Fleishman AI (1978). A Method for Simulating Non-normal Distributions. Psychometrika, 43, 521-532. doi:10.1007/BF02293811.

Atalay Kabasakal, K. & Gunduz, T . (2020). Drawing a Sample with Desired Properties from Population in R Package “drawsample”.Journal of Measurement and Evaluation in Education and Psychology,11(4),405-429. doi:10.21031/epod.790449

Fleishman's Power Method Transformation Constants

Description

This table includes Fleishman's Power Method Transformation constants.

Usage

constants_table
constants_table

Format

A data.frame with 5 columns, which are

Skew: The skewness value
Kurtosis: The standardized kurtosis value
b: Outcome that is based on Skew,Kurtosis
c: Outcome that is based on Skew,Kurtosis
d: Outcome that is based on Skew,Kurtosis

References

Fleishman AI (1978). A Method for Simulating Non-normal Distributions. Psychometrika, 43, 521-532. doi:10.1007/BF02293811.

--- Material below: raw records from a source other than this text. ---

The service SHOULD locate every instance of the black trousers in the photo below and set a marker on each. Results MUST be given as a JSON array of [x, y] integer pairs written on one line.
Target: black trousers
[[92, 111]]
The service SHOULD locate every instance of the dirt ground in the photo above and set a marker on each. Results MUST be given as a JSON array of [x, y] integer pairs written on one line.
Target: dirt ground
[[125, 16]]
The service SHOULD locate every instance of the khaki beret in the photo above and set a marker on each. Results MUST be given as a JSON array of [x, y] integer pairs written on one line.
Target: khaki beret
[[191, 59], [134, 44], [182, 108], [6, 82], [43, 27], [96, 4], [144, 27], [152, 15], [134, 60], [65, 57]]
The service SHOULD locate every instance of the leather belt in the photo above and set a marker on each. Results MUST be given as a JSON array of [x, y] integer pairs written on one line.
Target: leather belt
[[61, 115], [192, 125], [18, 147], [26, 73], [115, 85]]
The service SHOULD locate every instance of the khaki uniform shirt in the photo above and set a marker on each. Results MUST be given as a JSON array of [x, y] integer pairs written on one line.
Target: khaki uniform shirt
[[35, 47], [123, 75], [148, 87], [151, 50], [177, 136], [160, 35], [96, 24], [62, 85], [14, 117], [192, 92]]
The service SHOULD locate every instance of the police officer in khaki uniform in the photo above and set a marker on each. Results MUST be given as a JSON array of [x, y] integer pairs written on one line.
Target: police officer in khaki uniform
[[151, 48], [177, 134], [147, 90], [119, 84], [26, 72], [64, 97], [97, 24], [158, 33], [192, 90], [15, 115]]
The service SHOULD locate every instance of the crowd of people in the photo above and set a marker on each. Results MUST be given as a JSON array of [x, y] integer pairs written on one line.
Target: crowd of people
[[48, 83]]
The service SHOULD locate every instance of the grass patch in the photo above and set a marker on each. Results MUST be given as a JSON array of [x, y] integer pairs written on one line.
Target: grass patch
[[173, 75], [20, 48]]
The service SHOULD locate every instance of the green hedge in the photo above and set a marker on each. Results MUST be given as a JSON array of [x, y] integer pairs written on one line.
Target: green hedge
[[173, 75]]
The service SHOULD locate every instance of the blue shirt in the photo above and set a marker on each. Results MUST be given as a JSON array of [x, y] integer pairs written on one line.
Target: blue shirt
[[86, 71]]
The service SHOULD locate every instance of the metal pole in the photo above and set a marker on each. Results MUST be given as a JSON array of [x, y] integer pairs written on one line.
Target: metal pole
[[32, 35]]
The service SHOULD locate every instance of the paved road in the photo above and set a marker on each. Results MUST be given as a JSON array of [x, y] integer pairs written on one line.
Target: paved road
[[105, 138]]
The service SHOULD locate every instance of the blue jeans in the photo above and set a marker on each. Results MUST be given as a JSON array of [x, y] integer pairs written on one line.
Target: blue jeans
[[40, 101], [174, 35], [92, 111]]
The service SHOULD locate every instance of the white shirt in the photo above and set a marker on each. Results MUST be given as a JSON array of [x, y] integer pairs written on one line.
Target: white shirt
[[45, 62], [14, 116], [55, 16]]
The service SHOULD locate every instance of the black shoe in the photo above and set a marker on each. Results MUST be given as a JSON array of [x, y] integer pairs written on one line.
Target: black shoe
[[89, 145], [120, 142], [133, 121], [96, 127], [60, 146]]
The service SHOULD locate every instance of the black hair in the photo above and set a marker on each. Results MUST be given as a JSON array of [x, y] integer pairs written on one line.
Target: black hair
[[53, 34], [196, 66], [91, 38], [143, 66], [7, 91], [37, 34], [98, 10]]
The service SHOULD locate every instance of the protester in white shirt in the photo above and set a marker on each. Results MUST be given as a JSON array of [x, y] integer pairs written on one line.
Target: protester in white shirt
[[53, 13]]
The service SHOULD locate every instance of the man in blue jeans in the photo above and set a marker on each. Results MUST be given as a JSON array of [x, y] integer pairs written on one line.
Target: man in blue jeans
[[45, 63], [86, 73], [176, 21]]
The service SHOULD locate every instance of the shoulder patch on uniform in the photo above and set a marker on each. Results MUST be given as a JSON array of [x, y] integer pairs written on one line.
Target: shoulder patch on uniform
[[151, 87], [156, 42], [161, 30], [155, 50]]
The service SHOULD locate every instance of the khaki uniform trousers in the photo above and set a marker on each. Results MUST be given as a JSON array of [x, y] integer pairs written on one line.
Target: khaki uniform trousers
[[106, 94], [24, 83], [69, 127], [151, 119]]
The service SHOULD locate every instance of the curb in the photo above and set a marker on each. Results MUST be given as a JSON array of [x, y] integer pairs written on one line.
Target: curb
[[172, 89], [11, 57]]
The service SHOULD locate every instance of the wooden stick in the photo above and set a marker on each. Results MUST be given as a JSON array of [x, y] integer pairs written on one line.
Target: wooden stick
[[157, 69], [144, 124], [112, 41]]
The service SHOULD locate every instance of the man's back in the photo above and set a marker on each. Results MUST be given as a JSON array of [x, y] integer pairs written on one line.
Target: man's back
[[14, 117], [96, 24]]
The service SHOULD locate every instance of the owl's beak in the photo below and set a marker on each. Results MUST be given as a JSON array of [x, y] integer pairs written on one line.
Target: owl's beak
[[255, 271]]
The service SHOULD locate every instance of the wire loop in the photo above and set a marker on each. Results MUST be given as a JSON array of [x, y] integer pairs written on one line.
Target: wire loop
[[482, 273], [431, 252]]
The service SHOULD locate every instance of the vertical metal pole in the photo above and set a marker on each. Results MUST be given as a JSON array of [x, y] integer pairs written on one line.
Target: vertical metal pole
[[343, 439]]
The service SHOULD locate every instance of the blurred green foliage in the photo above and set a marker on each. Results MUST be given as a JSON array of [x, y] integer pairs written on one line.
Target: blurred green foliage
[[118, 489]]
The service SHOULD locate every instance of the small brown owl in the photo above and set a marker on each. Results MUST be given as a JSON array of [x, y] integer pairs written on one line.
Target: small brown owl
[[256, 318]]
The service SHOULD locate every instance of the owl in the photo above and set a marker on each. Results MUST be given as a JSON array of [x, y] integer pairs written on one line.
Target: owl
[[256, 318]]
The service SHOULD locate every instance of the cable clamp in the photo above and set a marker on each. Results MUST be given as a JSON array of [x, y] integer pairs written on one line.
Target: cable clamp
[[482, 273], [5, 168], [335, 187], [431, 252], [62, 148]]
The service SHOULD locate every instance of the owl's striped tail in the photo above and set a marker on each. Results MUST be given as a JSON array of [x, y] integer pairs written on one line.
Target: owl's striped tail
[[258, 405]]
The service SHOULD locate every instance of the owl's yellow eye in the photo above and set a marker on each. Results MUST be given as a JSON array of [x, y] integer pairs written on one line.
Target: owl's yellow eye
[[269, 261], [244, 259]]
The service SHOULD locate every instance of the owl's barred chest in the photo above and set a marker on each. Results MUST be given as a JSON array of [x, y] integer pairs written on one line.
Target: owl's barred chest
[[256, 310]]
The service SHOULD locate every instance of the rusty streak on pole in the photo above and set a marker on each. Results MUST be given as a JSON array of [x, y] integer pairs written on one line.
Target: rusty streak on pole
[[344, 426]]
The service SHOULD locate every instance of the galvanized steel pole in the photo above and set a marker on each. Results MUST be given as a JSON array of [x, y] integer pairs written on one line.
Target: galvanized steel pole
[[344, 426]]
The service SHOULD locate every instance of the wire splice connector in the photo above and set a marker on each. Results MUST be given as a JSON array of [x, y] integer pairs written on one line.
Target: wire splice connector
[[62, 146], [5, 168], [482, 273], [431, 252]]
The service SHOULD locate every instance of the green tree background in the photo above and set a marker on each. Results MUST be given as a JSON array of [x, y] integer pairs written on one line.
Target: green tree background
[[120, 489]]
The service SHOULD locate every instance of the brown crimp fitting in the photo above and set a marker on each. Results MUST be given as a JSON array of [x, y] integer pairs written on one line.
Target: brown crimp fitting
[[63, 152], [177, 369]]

Fialkowski, A. C. (2018). SimMultiCorrData: Simulation of Correlated Data with Multiple Variable Types. R package version 0.2.2. Retrieved from https://cran.r-project.org/web/packages/SimMultiCorrData/index.html

Examples


# First 6 rows of the table
data(constants_table)
head(constants_table)

# First 6 rows of the table
data(constants_table)
head(constants_table)

Draw Samples with the Desired Properties from a Data Set

Description

A function to sample data with desired properties.

Usage

draw_sample(
  dist,
  n,
  skew,
  kurts,
  replacement = FALSE,
  save.output = FALSE,
  output_name = c("sample", "default")
)
draw_sample(
  dist,
  n,
  skew,
  kurts,
  replacement = FALSE,
  save.output = FALSE,
  output_name = c("sample", "default")
)

Arguments

`dist`	data frame:consists of id and scores with no missing
`n`	numeric: desired sample size
`skew`	numeric: the skewness value
`kurts`	numeric: the kurtosis value
`replacement`	logical:Sample with or without replacement? (default is FALSE).
`save.output`	logical: should the output be saved into a text file? (default is FALSE).
`output_name`	character: a vector of two components. The first component is the name of the output file, user can change the second component.

Details

The execution of the function may take some time since it tries to obtain the specified value for skewness and kurtosis.

Value

This function returns a list including following:

a matrix: Descriptive statistics of the given data, the reference vector and the sample.
a data frame: The id's and scores of the sample
graph: Histograms for the “data” and the “sample”

References

Fleishman AI (1978). A Method for Simulating Non-normal Distributions. Psychometrika, 43, 521-532. doi:10.1007/BF02293811.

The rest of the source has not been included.